Durante sua descida pelas esferas, o homem celestial, nascido da Luz, cobriu-se com um certo número de vestes ou envoltórios, tantos quanto o número de esferas, ou seja, sete vestes. E como as esferas planetárias já são matéria (neste tratado, fogo), necessariamente essas vestes são de natureza material, são vícios ou paixões que acorrentam ainda mais a alma à matéria. Nascidos da união de Anthropos e Natureza, os primeiros sete homens, que mais tarde se tornariam os primeiros sete casais dos quais emergiu toda a humanidade, já contêm, como resultado de seu pai, não apenas uma parte espiritual e divina, o intelecto, mas também uma parte material, ou pelo menos uma parte contaminada pela matéria, as vestes astrais. De sua mãe, a Natureza, por outro lado, os primeiros sete homens recebem apenas matéria; é a Natureza que fornece o corpo material. O que acontece na morte e após a morte consiste, portanto, em um duplo despojamento. Para retornar totalmente puro ao intelecto divino, o homem verdadeiro (ou seja, o intelecto humano) deve abandonar não apenas tudo o que vem de sua mãe, mas também tudo o que o Homem Celestial, contaminado pelos Governadores planetários, trouxe para a Terra de uma substância que já é material. E esse duplo despojamento da alma espiritual ocorrerá na ordem inversa do que pode ser chamado de “re-vestimento” do Homem Celestial. Essa alma deixará primeiro o elemento material que o Homem Celestial encontrou por último, ou seja, a matéria da Natureza, em uma palavra, o corpo fornecido pela Natureza. E, por último, deixará o elemento material que o Homem Celestial encontrou pela primeira vez em sua queda, ou seja, a veste astral da esfera mais elevada.
Para a morte:
a. — o ethos, ou seja, penso eu, o temperamento que depende, para cada pessoa, da maneira como os quatro elementos estão misturados dentro dela, o ethos, agora inativo, é entregue ao demônio (aqui, penso eu, o daimon que, ao nascer, toma conta da criança recém-nascida); — os sentidos corporais retornam às suas respectivas fontes, as Energias das estrelas; — as paixões irascíveis e concupiscíveis, irracionais, vão para a Natureza sem razão.

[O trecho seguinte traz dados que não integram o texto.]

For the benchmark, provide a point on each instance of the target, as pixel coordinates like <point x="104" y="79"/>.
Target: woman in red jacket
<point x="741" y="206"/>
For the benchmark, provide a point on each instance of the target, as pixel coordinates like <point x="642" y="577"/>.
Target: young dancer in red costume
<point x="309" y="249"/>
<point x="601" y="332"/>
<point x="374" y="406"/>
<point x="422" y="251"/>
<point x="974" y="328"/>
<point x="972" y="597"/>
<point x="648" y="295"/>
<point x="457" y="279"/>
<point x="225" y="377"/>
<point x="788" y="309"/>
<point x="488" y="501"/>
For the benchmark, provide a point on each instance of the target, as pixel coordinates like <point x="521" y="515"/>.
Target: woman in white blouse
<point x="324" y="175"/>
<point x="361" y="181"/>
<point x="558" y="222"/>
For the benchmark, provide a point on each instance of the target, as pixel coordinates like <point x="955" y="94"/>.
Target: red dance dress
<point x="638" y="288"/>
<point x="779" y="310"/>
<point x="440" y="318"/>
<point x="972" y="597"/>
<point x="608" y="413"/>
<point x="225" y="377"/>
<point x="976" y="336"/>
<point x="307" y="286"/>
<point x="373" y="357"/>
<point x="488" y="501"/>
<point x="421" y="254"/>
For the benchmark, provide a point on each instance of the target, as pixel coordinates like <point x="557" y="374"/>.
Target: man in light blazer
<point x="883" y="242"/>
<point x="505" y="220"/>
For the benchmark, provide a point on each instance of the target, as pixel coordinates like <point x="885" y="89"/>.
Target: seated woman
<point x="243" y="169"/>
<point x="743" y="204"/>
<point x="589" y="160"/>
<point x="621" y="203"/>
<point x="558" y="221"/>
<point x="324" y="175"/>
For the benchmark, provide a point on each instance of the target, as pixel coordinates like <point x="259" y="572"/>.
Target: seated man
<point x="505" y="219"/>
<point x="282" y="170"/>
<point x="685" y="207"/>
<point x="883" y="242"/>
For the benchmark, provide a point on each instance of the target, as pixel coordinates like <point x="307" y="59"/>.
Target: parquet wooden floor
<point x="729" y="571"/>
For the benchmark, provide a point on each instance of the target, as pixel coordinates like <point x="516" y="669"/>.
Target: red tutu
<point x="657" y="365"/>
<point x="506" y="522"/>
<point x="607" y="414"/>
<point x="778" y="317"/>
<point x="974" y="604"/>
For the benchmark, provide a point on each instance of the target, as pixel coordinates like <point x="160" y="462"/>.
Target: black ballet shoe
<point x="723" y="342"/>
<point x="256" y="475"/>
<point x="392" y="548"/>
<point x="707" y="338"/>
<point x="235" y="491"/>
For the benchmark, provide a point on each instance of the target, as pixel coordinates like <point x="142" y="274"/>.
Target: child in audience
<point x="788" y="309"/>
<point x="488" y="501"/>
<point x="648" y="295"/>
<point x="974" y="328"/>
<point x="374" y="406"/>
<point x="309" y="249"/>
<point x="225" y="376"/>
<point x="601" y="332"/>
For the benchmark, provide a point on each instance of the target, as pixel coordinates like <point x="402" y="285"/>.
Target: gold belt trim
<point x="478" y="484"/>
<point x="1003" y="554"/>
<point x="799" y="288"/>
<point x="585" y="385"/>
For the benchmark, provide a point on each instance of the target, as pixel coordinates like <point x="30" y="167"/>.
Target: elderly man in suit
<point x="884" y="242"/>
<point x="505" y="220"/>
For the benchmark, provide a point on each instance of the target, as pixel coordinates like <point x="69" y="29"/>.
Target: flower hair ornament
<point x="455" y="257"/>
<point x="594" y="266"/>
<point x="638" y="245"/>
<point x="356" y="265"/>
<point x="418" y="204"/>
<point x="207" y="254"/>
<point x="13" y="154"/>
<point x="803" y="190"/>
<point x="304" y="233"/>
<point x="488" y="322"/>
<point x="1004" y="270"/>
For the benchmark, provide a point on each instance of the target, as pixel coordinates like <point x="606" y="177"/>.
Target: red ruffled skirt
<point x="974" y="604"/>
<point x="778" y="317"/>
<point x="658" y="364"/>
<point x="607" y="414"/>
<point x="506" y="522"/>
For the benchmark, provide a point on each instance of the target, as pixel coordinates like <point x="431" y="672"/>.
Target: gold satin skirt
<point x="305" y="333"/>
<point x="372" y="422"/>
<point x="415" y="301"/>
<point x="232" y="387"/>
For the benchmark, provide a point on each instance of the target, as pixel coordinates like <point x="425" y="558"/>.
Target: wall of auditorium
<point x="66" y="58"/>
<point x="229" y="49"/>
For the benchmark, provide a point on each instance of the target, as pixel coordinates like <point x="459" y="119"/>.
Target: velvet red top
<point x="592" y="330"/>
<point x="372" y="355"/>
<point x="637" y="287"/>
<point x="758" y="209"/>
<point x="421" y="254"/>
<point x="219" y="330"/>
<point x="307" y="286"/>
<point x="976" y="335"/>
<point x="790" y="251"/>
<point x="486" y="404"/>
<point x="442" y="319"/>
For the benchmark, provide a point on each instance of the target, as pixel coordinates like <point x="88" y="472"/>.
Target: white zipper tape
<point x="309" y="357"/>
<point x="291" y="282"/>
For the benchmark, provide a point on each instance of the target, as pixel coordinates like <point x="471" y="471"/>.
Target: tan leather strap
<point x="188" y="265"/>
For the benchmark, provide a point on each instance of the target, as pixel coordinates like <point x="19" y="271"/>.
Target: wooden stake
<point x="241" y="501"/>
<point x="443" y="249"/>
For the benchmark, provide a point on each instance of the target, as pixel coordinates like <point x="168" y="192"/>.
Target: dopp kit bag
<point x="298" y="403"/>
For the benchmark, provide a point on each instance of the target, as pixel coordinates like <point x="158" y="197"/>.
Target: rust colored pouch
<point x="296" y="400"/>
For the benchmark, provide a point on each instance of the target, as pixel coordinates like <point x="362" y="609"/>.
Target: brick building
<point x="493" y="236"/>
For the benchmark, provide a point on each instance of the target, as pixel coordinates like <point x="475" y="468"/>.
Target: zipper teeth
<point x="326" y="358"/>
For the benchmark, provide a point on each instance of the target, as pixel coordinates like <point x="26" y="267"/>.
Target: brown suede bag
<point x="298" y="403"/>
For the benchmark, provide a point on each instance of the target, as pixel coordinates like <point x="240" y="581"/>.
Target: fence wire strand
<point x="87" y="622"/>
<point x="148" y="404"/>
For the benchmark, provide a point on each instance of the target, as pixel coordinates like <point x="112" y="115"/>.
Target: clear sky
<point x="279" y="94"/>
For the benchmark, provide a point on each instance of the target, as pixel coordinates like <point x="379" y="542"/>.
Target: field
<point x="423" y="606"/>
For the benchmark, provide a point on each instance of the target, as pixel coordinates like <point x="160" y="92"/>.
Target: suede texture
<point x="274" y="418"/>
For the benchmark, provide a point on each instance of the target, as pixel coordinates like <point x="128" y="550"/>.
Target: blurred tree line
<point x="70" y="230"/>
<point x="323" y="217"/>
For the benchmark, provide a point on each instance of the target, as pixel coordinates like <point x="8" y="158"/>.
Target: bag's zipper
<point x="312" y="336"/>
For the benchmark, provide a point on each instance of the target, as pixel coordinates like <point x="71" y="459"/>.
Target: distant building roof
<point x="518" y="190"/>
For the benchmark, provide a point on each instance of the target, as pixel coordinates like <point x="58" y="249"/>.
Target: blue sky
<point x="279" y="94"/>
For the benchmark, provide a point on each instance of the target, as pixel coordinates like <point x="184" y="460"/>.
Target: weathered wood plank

Tudo isso, como podemos ver, está do lado da matéria, incluindo o que Platão chama de thymos e epithymetikon, ou seja, tudo de natureza moral que é dependente da matéria individual ou cósmica.
b. Após esse despojamento inicial, a alma começa sua ascensão. Ou seja, ela se eleva através da estrutura das esferas, abandonando, em cada zona, a paixão com a qual o Homem celestial havia se revestido durante sua descida: para a 1ª zona (Lua), a faculdade de crescer e minguar (isso está diretamente relacionado à Lua, que também cresce e mingua); para a 2ª (Mercúrio), a malícia e a astúcia; para a 3ª (Vênus), a ilusão do desejo; ao 4º (Sol = hegemon das estrelas), a paixão do comando; ao 5º (Marte), a audácia e a temeridade; ao 6º (Júpiter), os apetites ilícitos que a riqueza proporciona (Júpiter proporciona riqueza e honras, Vett. Val. 2. 24 e segs., 16.20, 183.13); no sétimo (Saturno), as mentiras que armam ciladas (Saturno é um velho astuto e desonesto). “E então”, continua o texto (I 26), “despojado das vestimentas produzidas pela estrutura das esferas, o intelecto entra na natureza Ogdoádica (o 8º Céu, que é puro éter, pura luz), não tendo mais nada em si além de seu próprio poder. Mas se eleva ainda mais, até os Poderes divinos que estão acima da natureza Ogdoádica (essas são as Formas arquetípicas mencionadas no início). Pois esse é o fim abençoado daqueles que possuem o Conhecimento: tornar-se Deus” (theothenai I 26).